This past Sunday I took advantage of an early return from our vacation to Wisconsin to attend worship at St. Petri as just "a guy in the pews." Some of you probably knew this already, but it can be very difficult for a ministry professional to find a time and place where they can be in worship without being "on the job" and therefore able to just participate without feeling the need to tend to every last detail. It was a wonderful experience, particularly given that our preacher delivered an excellent sermon (well done, Anita!). I walked away feeling refreshed and rejuvenated, which is my hope every time I enter a house of worship, whether I'm preaching, leading, or sitting in the pews as simply one of the gathered faithful.
One reason the sermon was excellent is that Anita paid attention to the world and incorporated it into what she felt the text was saying to us. The massacre of 9 brothers and sisters in Christ in Charleston, South Carolina, was not something any responsible preacher of the gospel could ignore or downplay this week. For those of you who couldn't be there, Anita joined the proclamation of the psalmist, "The LORD is my rock and my salvation; whom shall I fear?" with Jesus' promises to always be with us to remind us that trust is developed over time and, particularly, in adverse circumstances where that trust is put to the test. Now is such a time for American Christians. Do we trust that God will help us see a way forward, together, to re-commit ourselves to overcoming the racism inherent in so many of our communities, or do we believe that if we are simply nice to each other we can go back to ignoring this problem that simply will not go away?
In a sense, I'm thankful we were on vacation in Wisconsin when the news of Charleston broke, because I was already actively trying to stay off technology and enjoy some recreational time with our family. It is, after all, impossible to check Facebook when you're shooting down a waterslide with your brother-in-law and nephew, or careening around a go-cart track with your niece screaming in delight and terror next to you. Even gathered around the campfire at night, we spent more time talking and less time clicking our news feeds.
However, I was online enough to know that there were many voices raised with many opinions about what Charleston means, and what we ought to do or not do about it. Some voices raised compelling arguments. Some voices were annoying. Some were so ready to confess sins of which they were obviously not guilty that I couldn't believe they didn't see that stridency often morphs into disingenuousness with very little effort. We pastors were told what to preach by people who didn't know us or the pulpits we occupy, and what we were told to preach was Law so strict and convicting most pew sitters would have shut their ears only seconds into the sermons we were ordered to give. All this made me incredibly grateful that I knew Anita would prepare an excellent sermon focused on our community here at St. Petri, which would address what we needed to hear without being captive to the many voices clamoring for words that would be foreign to our particular community.
Let me be absolutely clear: I am in no way saying that preachers shouldn't have addressed racism in their sermons on Sunday. What I am saying is this: before we speak, before we proclaim, before we prescribe, the first and holiest practice we must observe is listening. We are called to listen to the voices of anguish from Charleston, to be sure, but also listen to the bewildered voices of people who know something isn't right but also aren't sure exactly how to address the problem.

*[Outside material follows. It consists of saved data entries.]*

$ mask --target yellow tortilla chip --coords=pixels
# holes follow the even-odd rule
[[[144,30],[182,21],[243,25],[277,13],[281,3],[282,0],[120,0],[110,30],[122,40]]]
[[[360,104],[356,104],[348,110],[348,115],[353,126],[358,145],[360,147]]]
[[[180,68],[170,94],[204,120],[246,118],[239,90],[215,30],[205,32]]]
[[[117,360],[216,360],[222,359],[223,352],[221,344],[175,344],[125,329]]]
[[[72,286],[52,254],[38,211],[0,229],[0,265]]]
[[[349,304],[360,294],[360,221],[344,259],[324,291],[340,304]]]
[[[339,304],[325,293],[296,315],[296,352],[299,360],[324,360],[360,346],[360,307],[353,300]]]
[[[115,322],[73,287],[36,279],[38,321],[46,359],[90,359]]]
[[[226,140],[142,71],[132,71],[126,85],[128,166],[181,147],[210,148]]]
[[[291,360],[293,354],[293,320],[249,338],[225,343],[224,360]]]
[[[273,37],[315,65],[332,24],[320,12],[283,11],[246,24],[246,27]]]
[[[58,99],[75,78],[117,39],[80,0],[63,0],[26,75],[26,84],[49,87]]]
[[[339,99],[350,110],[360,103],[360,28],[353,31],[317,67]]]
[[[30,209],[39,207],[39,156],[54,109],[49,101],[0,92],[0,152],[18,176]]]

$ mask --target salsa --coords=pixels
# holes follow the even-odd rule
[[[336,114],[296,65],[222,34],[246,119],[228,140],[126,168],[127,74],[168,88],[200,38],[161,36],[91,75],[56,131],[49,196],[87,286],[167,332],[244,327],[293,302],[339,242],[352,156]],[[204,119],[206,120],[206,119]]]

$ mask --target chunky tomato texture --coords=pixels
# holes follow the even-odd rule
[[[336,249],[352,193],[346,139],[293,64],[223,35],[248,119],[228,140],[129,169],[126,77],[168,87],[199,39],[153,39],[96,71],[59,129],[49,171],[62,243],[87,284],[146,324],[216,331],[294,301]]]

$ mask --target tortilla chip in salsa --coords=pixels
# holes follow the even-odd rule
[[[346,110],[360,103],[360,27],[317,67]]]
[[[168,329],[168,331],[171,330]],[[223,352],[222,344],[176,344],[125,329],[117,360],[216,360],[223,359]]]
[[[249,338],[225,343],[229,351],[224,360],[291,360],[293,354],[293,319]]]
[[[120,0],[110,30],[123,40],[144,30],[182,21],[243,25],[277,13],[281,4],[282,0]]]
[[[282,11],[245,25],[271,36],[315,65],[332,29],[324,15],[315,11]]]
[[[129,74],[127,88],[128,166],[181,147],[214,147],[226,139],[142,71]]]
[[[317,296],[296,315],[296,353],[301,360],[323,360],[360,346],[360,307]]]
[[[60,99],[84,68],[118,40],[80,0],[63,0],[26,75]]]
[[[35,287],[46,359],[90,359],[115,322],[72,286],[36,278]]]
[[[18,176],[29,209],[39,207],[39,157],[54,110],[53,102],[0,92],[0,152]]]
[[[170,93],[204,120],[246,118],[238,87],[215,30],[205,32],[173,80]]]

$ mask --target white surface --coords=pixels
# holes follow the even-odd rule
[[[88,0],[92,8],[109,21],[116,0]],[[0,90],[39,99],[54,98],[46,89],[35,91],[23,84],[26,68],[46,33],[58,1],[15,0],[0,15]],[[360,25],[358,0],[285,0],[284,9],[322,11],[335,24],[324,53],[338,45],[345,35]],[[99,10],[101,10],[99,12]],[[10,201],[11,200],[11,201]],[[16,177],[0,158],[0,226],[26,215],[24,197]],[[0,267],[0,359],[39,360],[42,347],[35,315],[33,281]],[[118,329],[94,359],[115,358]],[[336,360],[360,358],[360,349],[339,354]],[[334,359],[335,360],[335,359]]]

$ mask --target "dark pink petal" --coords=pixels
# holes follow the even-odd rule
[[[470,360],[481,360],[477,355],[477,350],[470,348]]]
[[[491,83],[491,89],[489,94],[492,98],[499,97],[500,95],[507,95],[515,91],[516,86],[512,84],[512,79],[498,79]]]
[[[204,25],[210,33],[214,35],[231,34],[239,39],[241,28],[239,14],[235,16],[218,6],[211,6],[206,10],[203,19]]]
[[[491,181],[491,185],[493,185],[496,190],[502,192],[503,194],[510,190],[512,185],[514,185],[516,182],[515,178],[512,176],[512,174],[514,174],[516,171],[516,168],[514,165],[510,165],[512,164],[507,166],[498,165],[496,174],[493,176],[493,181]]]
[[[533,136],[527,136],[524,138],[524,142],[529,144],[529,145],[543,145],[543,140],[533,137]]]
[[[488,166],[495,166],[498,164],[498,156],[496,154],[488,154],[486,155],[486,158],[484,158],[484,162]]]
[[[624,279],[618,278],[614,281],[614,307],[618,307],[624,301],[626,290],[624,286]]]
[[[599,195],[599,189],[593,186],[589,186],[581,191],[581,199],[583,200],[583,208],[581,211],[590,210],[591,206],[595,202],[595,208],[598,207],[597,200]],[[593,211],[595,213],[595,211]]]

Something incredibly and painfully ironic happened as I "listened" online these last few days. I grew angry at the voices who insisted that I was a racist because my skin is white. I grew angry at the voices who insisted my church is racist, both here in our local congregation and as a denomination. I grew angry because I felt like I was on trial for crimes I hadn't committed just because my skin was the same as the young man who pulled the trigger, and it was in that anger that I saw the painful irony of my experience: that in being judged by my skin I was finally hearing the voices which have cried for freedom and justice for centuries because they have also been judged by the color of their skin.

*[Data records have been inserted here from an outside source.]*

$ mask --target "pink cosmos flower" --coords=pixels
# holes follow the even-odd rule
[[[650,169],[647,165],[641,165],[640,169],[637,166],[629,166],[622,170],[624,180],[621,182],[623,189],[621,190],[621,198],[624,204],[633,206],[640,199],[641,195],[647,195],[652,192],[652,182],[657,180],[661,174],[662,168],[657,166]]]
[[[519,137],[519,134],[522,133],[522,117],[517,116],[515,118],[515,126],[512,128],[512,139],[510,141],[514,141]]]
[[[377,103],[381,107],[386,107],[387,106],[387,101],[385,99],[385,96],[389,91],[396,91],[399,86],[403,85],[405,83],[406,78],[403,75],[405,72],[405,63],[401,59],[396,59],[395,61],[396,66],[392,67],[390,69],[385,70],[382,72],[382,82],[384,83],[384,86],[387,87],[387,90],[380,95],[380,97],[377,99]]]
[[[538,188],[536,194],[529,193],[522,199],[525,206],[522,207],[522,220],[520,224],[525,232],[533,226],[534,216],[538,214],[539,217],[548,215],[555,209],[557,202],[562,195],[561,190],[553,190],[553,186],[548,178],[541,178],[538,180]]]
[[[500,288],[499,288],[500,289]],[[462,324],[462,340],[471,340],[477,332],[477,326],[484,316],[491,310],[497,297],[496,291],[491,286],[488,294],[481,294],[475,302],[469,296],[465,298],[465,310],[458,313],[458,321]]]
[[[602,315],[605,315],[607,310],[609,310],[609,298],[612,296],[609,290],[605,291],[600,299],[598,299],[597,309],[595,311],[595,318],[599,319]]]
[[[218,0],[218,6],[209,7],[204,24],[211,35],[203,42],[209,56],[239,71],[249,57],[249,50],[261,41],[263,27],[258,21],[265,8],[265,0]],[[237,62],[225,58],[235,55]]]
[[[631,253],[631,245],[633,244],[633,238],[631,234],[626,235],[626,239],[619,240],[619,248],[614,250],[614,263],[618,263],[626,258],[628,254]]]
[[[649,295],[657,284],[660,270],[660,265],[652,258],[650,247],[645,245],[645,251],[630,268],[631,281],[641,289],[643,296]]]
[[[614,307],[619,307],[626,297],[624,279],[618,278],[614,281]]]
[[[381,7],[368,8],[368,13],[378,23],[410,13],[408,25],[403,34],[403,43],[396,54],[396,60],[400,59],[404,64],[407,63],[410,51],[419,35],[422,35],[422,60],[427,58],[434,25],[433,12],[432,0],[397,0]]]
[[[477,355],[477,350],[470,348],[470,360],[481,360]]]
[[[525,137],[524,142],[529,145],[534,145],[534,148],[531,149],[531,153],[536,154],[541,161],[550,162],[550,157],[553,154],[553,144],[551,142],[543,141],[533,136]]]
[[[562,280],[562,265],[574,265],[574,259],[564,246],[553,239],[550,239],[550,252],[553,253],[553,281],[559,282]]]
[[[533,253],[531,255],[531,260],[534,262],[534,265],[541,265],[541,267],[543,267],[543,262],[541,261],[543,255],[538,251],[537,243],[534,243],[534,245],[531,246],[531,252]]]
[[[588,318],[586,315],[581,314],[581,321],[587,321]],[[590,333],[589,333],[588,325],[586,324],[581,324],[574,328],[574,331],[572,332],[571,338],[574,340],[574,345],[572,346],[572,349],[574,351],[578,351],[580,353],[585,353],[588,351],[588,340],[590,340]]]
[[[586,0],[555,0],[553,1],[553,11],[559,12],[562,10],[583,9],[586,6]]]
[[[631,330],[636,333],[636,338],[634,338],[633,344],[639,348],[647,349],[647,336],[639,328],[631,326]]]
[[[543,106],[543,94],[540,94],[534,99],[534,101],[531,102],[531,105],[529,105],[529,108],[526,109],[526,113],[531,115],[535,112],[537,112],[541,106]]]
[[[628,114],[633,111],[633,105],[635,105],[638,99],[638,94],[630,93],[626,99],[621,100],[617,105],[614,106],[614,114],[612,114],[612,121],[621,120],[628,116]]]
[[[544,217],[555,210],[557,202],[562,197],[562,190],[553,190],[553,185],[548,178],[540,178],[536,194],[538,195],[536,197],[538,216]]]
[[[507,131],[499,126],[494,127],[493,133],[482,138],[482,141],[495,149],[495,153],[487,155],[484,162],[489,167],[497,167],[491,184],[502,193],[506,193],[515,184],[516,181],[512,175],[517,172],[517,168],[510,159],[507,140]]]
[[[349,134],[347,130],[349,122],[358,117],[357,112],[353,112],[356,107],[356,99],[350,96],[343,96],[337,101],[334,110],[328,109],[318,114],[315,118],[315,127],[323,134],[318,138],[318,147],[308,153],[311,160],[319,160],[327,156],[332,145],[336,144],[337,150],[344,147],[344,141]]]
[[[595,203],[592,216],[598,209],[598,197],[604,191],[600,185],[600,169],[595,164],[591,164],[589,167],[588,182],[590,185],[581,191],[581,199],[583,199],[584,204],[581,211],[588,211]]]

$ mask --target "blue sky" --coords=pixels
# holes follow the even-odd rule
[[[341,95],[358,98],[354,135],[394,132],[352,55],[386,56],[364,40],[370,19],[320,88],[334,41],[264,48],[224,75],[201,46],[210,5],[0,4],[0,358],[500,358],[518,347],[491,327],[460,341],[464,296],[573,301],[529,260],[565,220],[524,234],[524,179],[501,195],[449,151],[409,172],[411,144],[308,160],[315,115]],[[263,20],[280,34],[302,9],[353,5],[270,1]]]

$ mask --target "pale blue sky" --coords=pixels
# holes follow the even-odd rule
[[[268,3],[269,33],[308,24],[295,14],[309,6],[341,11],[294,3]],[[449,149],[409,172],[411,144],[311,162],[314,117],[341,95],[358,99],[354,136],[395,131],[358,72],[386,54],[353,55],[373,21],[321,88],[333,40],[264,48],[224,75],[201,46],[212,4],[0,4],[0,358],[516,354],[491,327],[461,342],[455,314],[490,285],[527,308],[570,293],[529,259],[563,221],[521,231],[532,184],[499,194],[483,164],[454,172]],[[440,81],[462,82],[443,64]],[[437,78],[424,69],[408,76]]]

No person of any skin color should be made to stand in for anyone other than themselves, for each of us has a particular story which no one else may claim as their own. Racism is a sin which will not be overcome by voices pronouncing guilt and judgment, though we will continue to need voices which can and should call out for justice and peace. First, we are called to the holy practice of listening to one another, and a specific kind of listening: listening to understand, to experience, and to affirm, without defensiveness or stridency or judgment. We are called to listen, brothers and sisters, to each individual as they tell their story, to listen for the voice of God present in all of us, and only in doing this do we have any hope of being healed of our own sins so that we might help others heal as well.

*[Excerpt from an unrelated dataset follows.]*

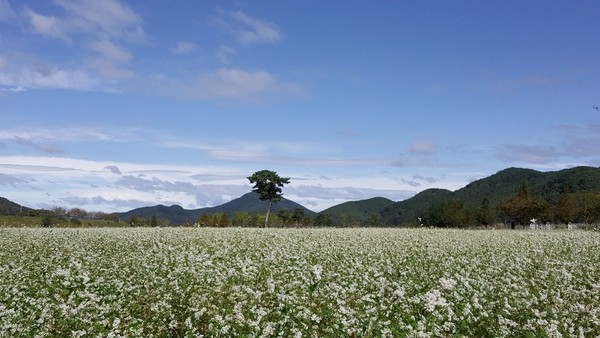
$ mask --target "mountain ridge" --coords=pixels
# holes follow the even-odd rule
[[[184,224],[188,222],[196,222],[203,213],[225,213],[231,219],[233,217],[233,214],[236,212],[266,212],[268,203],[268,201],[261,201],[258,198],[257,193],[249,192],[229,202],[214,207],[184,209],[179,205],[165,206],[159,204],[151,207],[136,208],[126,212],[119,212],[113,214],[117,215],[121,220],[126,220],[131,216],[137,216],[146,219],[150,219],[152,216],[156,216],[158,219],[167,220],[172,224]],[[294,209],[297,208],[302,209],[302,211],[304,211],[304,214],[307,216],[313,216],[316,214],[314,211],[286,198],[282,198],[281,201],[273,203],[272,211],[277,212],[278,210],[282,209],[294,211]]]
[[[377,217],[379,224],[387,226],[415,224],[418,217],[427,208],[451,199],[461,200],[466,208],[473,210],[477,209],[482,200],[487,197],[490,206],[494,208],[500,201],[513,197],[523,183],[528,185],[532,195],[542,197],[555,204],[564,189],[569,192],[600,192],[600,167],[578,166],[548,172],[511,167],[470,182],[455,191],[431,188],[402,201],[373,197],[344,202],[315,213],[294,201],[283,198],[279,203],[273,205],[273,211],[281,209],[293,211],[300,208],[306,216],[331,217],[332,225],[366,224],[370,222],[371,217]],[[168,220],[171,224],[184,224],[196,222],[203,213],[226,213],[230,218],[236,212],[264,213],[267,210],[267,204],[267,201],[259,200],[258,194],[248,192],[239,198],[214,207],[188,210],[179,205],[159,204],[111,215],[115,215],[121,220],[126,220],[131,216],[145,219],[156,216],[158,219]],[[2,215],[14,215],[31,210],[34,209],[0,197],[0,214]]]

Can we listen? Will we listen? That remains to be seen. It is easy to prescribe what must be done, particularly from a distance. The hard work of listening locally, of thinking critically about our place, our work, our people, is a far more difficult and far more necessary thing. How can I listen here and now to the real people I meet every day, and how can we, together, work to judge everyone as Dr. King dreamed - not by the color of their skin, but by the content of their character? This is the work to which we are called, and this is the way we can actively fight racism right here, right now.